Als ein wütender Mob im Januar 2021 das Kapitol in Washington stürmte, sprach man in China plötzlich wieder über Wangs längst vergriffenes Buch. Die Nachrichtenagentur Bloomberg berichtete damals, dass einzelne Exemplare von „Amerika gegen Amerika“ für bis zu 2.500 Dollar bei chinesischen Onlinehändlern verkauft worden seien. Dabei muss man in China das Buch gar nicht lesen, um zu verstehen, was schiefläuft in den USA. Ein Blick ins Staatsfernsehen reicht, wo täglich aufs Neue die Horrormeldungen präsentiert werden, die Amerika ja tatsächlich wie am Fließband produziert: Schießereien, die Drogenepidemie, die Hunderttausenden Corona-Toten.

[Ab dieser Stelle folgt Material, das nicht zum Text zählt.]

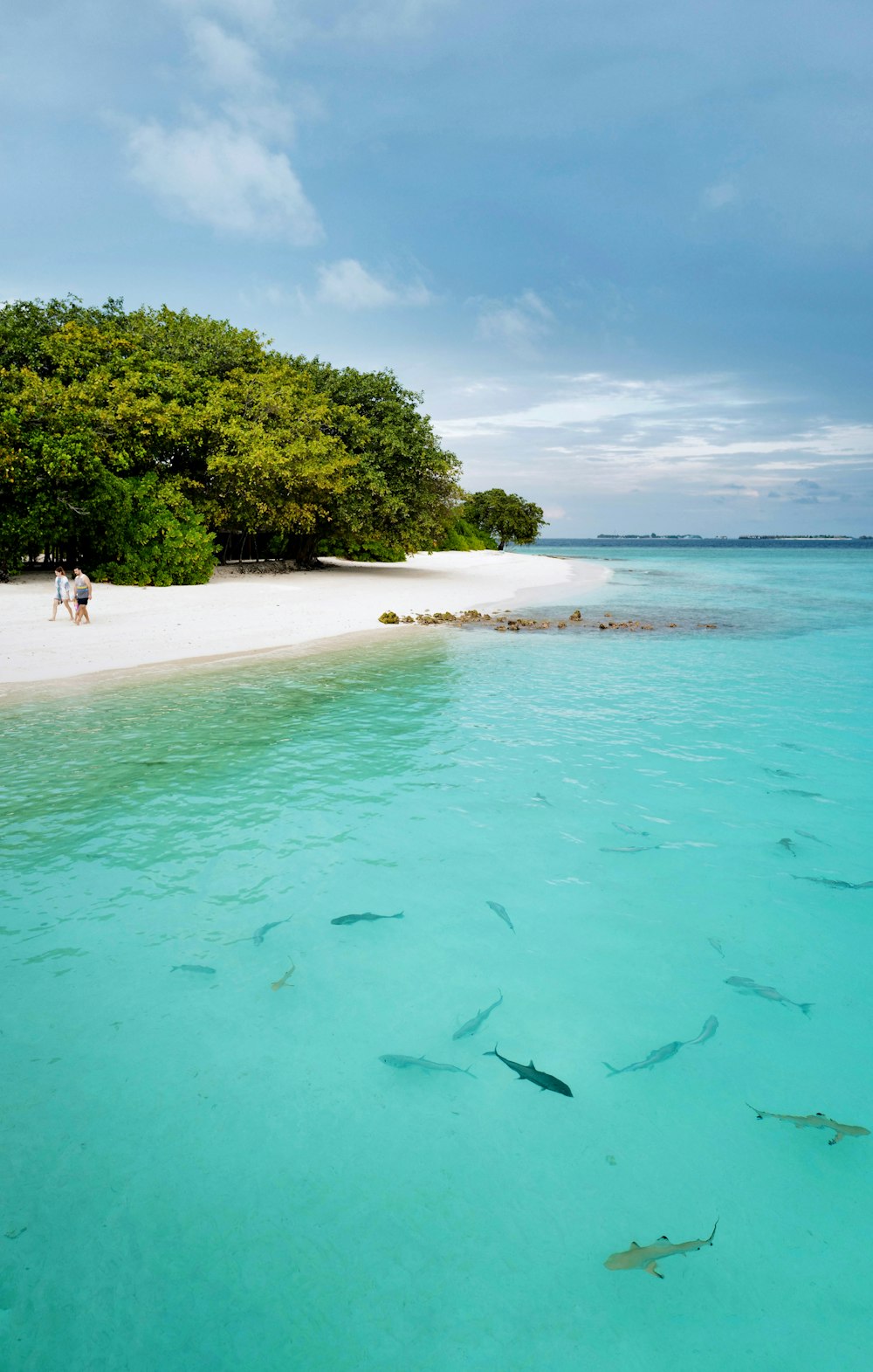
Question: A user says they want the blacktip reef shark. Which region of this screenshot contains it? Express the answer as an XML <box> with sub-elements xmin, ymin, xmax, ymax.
<box><xmin>452</xmin><ymin>992</ymin><xmax>503</xmax><ymax>1038</ymax></box>
<box><xmin>485</xmin><ymin>900</ymin><xmax>515</xmax><ymax>933</ymax></box>
<box><xmin>378</xmin><ymin>1052</ymin><xmax>474</xmax><ymax>1077</ymax></box>
<box><xmin>483</xmin><ymin>1045</ymin><xmax>573</xmax><ymax>1096</ymax></box>
<box><xmin>330</xmin><ymin>910</ymin><xmax>403</xmax><ymax>925</ymax></box>
<box><xmin>603</xmin><ymin>1220</ymin><xmax>718</xmax><ymax>1278</ymax></box>
<box><xmin>746</xmin><ymin>1100</ymin><xmax>870</xmax><ymax>1147</ymax></box>
<box><xmin>725</xmin><ymin>977</ymin><xmax>814</xmax><ymax>1016</ymax></box>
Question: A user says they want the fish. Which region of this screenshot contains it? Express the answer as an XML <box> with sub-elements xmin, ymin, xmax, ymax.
<box><xmin>483</xmin><ymin>1045</ymin><xmax>573</xmax><ymax>1096</ymax></box>
<box><xmin>603</xmin><ymin>1035</ymin><xmax>684</xmax><ymax>1077</ymax></box>
<box><xmin>330</xmin><ymin>910</ymin><xmax>403</xmax><ymax>925</ymax></box>
<box><xmin>792</xmin><ymin>872</ymin><xmax>873</xmax><ymax>891</ymax></box>
<box><xmin>270</xmin><ymin>962</ymin><xmax>296</xmax><ymax>990</ymax></box>
<box><xmin>485</xmin><ymin>900</ymin><xmax>515</xmax><ymax>933</ymax></box>
<box><xmin>746</xmin><ymin>1100</ymin><xmax>870</xmax><ymax>1147</ymax></box>
<box><xmin>725</xmin><ymin>977</ymin><xmax>814</xmax><ymax>1016</ymax></box>
<box><xmin>685</xmin><ymin>1016</ymin><xmax>718</xmax><ymax>1047</ymax></box>
<box><xmin>603</xmin><ymin>1220</ymin><xmax>718</xmax><ymax>1278</ymax></box>
<box><xmin>452</xmin><ymin>992</ymin><xmax>503</xmax><ymax>1038</ymax></box>
<box><xmin>252</xmin><ymin>915</ymin><xmax>291</xmax><ymax>945</ymax></box>
<box><xmin>378</xmin><ymin>1052</ymin><xmax>474</xmax><ymax>1077</ymax></box>
<box><xmin>767</xmin><ymin>786</ymin><xmax>822</xmax><ymax>800</ymax></box>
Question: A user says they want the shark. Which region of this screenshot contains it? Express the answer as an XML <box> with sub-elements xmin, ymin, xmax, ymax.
<box><xmin>603</xmin><ymin>1031</ymin><xmax>684</xmax><ymax>1077</ymax></box>
<box><xmin>725</xmin><ymin>977</ymin><xmax>813</xmax><ymax>1016</ymax></box>
<box><xmin>452</xmin><ymin>992</ymin><xmax>503</xmax><ymax>1038</ymax></box>
<box><xmin>746</xmin><ymin>1100</ymin><xmax>870</xmax><ymax>1147</ymax></box>
<box><xmin>378</xmin><ymin>1052</ymin><xmax>474</xmax><ymax>1077</ymax></box>
<box><xmin>485</xmin><ymin>900</ymin><xmax>515</xmax><ymax>933</ymax></box>
<box><xmin>603</xmin><ymin>1220</ymin><xmax>718</xmax><ymax>1278</ymax></box>
<box><xmin>483</xmin><ymin>1045</ymin><xmax>573</xmax><ymax>1096</ymax></box>
<box><xmin>330</xmin><ymin>910</ymin><xmax>403</xmax><ymax>925</ymax></box>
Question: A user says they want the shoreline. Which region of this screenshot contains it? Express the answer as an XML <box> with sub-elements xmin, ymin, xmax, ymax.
<box><xmin>0</xmin><ymin>552</ymin><xmax>611</xmax><ymax>699</ymax></box>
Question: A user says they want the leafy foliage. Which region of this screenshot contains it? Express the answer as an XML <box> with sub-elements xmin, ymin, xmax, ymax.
<box><xmin>464</xmin><ymin>487</ymin><xmax>546</xmax><ymax>550</ymax></box>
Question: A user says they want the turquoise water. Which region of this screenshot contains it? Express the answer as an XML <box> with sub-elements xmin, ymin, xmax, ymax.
<box><xmin>0</xmin><ymin>548</ymin><xmax>873</xmax><ymax>1372</ymax></box>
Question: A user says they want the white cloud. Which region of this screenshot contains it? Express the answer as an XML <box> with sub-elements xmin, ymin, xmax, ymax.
<box><xmin>318</xmin><ymin>258</ymin><xmax>432</xmax><ymax>310</ymax></box>
<box><xmin>477</xmin><ymin>291</ymin><xmax>553</xmax><ymax>351</ymax></box>
<box><xmin>127</xmin><ymin>120</ymin><xmax>322</xmax><ymax>245</ymax></box>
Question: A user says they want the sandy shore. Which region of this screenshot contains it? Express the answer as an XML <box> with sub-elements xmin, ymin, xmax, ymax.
<box><xmin>0</xmin><ymin>553</ymin><xmax>610</xmax><ymax>686</ymax></box>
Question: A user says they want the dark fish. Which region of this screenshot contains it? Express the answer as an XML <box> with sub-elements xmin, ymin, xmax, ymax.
<box><xmin>485</xmin><ymin>900</ymin><xmax>515</xmax><ymax>933</ymax></box>
<box><xmin>252</xmin><ymin>915</ymin><xmax>291</xmax><ymax>944</ymax></box>
<box><xmin>685</xmin><ymin>1016</ymin><xmax>718</xmax><ymax>1047</ymax></box>
<box><xmin>483</xmin><ymin>1045</ymin><xmax>573</xmax><ymax>1096</ymax></box>
<box><xmin>452</xmin><ymin>992</ymin><xmax>503</xmax><ymax>1038</ymax></box>
<box><xmin>725</xmin><ymin>977</ymin><xmax>813</xmax><ymax>1016</ymax></box>
<box><xmin>378</xmin><ymin>1052</ymin><xmax>473</xmax><ymax>1077</ymax></box>
<box><xmin>603</xmin><ymin>1031</ymin><xmax>684</xmax><ymax>1077</ymax></box>
<box><xmin>792</xmin><ymin>872</ymin><xmax>873</xmax><ymax>891</ymax></box>
<box><xmin>330</xmin><ymin>910</ymin><xmax>403</xmax><ymax>925</ymax></box>
<box><xmin>767</xmin><ymin>786</ymin><xmax>822</xmax><ymax>800</ymax></box>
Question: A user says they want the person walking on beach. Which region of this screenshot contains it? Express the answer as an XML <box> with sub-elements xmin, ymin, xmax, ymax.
<box><xmin>72</xmin><ymin>567</ymin><xmax>91</xmax><ymax>624</ymax></box>
<box><xmin>52</xmin><ymin>567</ymin><xmax>72</xmax><ymax>622</ymax></box>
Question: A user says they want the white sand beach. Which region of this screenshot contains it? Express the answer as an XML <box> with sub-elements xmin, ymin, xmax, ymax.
<box><xmin>0</xmin><ymin>552</ymin><xmax>610</xmax><ymax>686</ymax></box>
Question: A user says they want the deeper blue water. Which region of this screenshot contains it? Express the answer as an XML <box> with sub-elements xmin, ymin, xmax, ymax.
<box><xmin>0</xmin><ymin>545</ymin><xmax>873</xmax><ymax>1372</ymax></box>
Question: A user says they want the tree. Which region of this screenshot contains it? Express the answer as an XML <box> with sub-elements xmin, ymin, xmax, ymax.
<box><xmin>462</xmin><ymin>487</ymin><xmax>546</xmax><ymax>552</ymax></box>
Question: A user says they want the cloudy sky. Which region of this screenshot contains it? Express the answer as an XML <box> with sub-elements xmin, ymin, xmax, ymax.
<box><xmin>0</xmin><ymin>0</ymin><xmax>873</xmax><ymax>535</ymax></box>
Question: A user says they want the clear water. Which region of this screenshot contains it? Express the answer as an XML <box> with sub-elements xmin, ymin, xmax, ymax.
<box><xmin>0</xmin><ymin>548</ymin><xmax>873</xmax><ymax>1372</ymax></box>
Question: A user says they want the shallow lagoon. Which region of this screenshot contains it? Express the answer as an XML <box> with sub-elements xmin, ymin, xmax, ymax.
<box><xmin>0</xmin><ymin>548</ymin><xmax>873</xmax><ymax>1372</ymax></box>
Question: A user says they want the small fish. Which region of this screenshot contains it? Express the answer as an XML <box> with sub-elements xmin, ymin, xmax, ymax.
<box><xmin>603</xmin><ymin>1220</ymin><xmax>718</xmax><ymax>1278</ymax></box>
<box><xmin>746</xmin><ymin>1100</ymin><xmax>870</xmax><ymax>1147</ymax></box>
<box><xmin>767</xmin><ymin>786</ymin><xmax>822</xmax><ymax>800</ymax></box>
<box><xmin>725</xmin><ymin>977</ymin><xmax>814</xmax><ymax>1016</ymax></box>
<box><xmin>252</xmin><ymin>915</ymin><xmax>291</xmax><ymax>947</ymax></box>
<box><xmin>483</xmin><ymin>1045</ymin><xmax>573</xmax><ymax>1096</ymax></box>
<box><xmin>380</xmin><ymin>1052</ymin><xmax>474</xmax><ymax>1077</ymax></box>
<box><xmin>452</xmin><ymin>992</ymin><xmax>503</xmax><ymax>1038</ymax></box>
<box><xmin>485</xmin><ymin>900</ymin><xmax>515</xmax><ymax>933</ymax></box>
<box><xmin>792</xmin><ymin>872</ymin><xmax>873</xmax><ymax>891</ymax></box>
<box><xmin>685</xmin><ymin>1016</ymin><xmax>718</xmax><ymax>1047</ymax></box>
<box><xmin>330</xmin><ymin>910</ymin><xmax>403</xmax><ymax>925</ymax></box>
<box><xmin>603</xmin><ymin>1038</ymin><xmax>685</xmax><ymax>1077</ymax></box>
<box><xmin>270</xmin><ymin>962</ymin><xmax>296</xmax><ymax>990</ymax></box>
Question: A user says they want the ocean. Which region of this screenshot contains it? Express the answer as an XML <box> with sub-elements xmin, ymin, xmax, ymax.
<box><xmin>0</xmin><ymin>541</ymin><xmax>873</xmax><ymax>1372</ymax></box>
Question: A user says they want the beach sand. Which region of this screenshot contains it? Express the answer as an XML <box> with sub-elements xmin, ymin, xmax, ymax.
<box><xmin>0</xmin><ymin>552</ymin><xmax>610</xmax><ymax>686</ymax></box>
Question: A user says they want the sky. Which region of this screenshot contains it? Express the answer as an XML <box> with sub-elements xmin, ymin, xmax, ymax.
<box><xmin>0</xmin><ymin>0</ymin><xmax>873</xmax><ymax>536</ymax></box>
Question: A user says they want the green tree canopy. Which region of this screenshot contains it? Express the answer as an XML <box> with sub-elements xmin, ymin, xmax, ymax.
<box><xmin>464</xmin><ymin>487</ymin><xmax>546</xmax><ymax>550</ymax></box>
<box><xmin>0</xmin><ymin>298</ymin><xmax>459</xmax><ymax>584</ymax></box>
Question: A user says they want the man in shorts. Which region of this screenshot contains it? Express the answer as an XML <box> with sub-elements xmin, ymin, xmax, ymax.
<box><xmin>72</xmin><ymin>567</ymin><xmax>91</xmax><ymax>624</ymax></box>
<box><xmin>52</xmin><ymin>567</ymin><xmax>72</xmax><ymax>620</ymax></box>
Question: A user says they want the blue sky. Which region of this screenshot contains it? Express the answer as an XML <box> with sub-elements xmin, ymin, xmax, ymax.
<box><xmin>0</xmin><ymin>0</ymin><xmax>873</xmax><ymax>535</ymax></box>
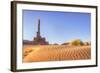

Nächste Aufgabe: die Taiwan-Frage

Xi Jinpings „Chinesischer Traum“, den Wang Huning einst erdachte, hat den „American Dream“ längst verdrängt. Die beiden Staaten haben einen Konfrontationskurs eingeschlagen, von dem sie kaum mehr abzubringen sind. In Washington überbieten sich Republikaner und Demokraten in ihren Verbalangriffen auf China, und in Peking warnte unlängst Staatschef Xi: „Die westlichen Länder, allen voran die Vereinigten Staaten, haben eine umfassende Eindämmung und Unterdrückung Chinas betrieben, die die Entwicklung des Landes in nie gekanntem Maße behindert.“ Wang dürfte es genauso sehen.

In diesem Frühjahr bekam Wang, den der Sinologie Daniel Leese unlängst den „wahrscheinlich einflussreichsten Intellektuellen der Welt“ nannte, von Xi Jinping eine weitere Rolle zugewiesen: Er ist als Vorsitzender eines wichtigen Beratungsgremiums nun mitverantwortlich für Chinas Taiwan-Politik. Die Volksrepublik betrachtet den demokratisch regierten Inselstaat als Teil des eigenen Staatsgebiets.

Anfang Februar traf Wang Huning einen führenden taiwanischen Oppositionspolitiker und schlug dabei überraschend sanfte Töne an. Beide Seiten sollen „gemeinsam den Frieden und die Stabilität in der Taiwanstraße sichern“, sagte Wang laut chinesischen Staatsmedien. Wie das gehen soll angesichts der zunehmenden militärischen Drohungen Chinas, während in Taiwan sich nur noch eine verschwindend kleine Minderheit eine „Wiedervereinigung“ mit der Volksrepublik vorstellen kann – auf diese Frage muss Wang nun eine überzeugende Antwort finden. Sollte ihm das nicht gelingen, dürfte der Konflikt mit dem Westen weiter eskalieren. Denn Xi Jinping hat längst klargemacht: Wenn es um Taiwan geht, wird China „niemals versprechen, auf die Anwendung von Gewalt zu verzichten“.